The La Niña-to-El Niño Transition: When, Where, How Much?

Meteorologists have been predicting this to be an El Niño year, but what does that mean, and when will it actually happen? At the 2023 Oklahoma Cattlemen’s Association’s Annual Convention and Trade Show, Atmospheric Scientist Matt Makens with Makens Weather talked about the transition from La Niña to El Niño.

“There is going to be a transition, but it is not immediate, and everybody is going to have a different impact, and we have simply seen that this year. Eastern Oklahoma started out so wet, and we have seen the pattern kind of just totally flip on the state. And now, the west is actually starting to get some water, too, so that is all part of this transition. And before we can into El Niño, which is coming pretty soon, we’re going to see these kind of hit and miss streaks of moisture kind of spread across the region.”

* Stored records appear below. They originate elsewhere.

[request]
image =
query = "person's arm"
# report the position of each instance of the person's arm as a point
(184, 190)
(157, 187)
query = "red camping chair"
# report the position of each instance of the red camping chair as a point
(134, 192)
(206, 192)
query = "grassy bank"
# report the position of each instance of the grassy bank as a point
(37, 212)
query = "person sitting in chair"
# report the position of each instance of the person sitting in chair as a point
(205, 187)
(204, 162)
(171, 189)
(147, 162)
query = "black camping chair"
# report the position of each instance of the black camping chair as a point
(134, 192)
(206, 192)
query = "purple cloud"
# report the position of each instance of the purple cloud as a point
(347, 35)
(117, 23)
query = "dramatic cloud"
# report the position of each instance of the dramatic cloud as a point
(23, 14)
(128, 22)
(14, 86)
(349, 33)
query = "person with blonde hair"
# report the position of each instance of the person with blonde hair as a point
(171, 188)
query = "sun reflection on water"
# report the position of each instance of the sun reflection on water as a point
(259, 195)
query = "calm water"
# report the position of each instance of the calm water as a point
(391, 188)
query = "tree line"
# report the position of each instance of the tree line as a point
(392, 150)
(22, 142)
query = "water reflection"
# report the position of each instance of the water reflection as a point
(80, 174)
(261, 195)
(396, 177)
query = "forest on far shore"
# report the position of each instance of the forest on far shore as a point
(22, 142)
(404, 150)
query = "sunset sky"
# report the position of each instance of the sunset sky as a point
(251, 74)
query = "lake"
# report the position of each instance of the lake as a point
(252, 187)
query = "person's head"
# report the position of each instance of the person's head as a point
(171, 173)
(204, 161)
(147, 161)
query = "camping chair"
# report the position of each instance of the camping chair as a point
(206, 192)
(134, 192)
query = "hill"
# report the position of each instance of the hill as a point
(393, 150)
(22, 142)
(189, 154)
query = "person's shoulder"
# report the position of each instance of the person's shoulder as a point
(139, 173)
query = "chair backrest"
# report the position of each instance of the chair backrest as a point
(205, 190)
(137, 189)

Looking into 2024 in the Southern Plains, Makens said El Niño is predicted to come early.

“The strength of El Niño is very critical because a weak El Niño versus a strong El Niño changes the complexity around the plains. You get water, or you don’t, and that’s all El Niño, but as we go into early 2024, we are looking at a moderate to strong El Niño. What that does for the winter months is increase our frequency of snow and increases our total of snow, so good moisture outlook there.” 

Makens advises anyone who will be calving in the spring to watch out for cold snaps. The outlook for wheat growers, however, is better.

“Temperature wise, you are going to see that transition throughout the season, getting colder and colder. Anybody with a spring calving situation, you really have to watch the cold snaps because they are going to come through with snow, and we know that’s a bad combo. I mean, the good news is, this is a much better outlook for wheat growers, we got moisture. But yes, you do have to worry about that cold into next spring.” 

If El Niño fades away quickly, Makens said next summer may yield some drier conditions.

“La Niña has been far more frequent and longer lasting versus El Nino, although it can be powerful, they’ve been shorter lived in the last 20-30 years. The long-term picture is these things happen, like I said, on a 20 to 30-year cycle, and we are nearing the end of this current cycle. Once it changes, the next 20 to 30 years would be a wetter phase for us. So, perhaps we are looking at one more La Niña before we see El Niño’s become more frequent.”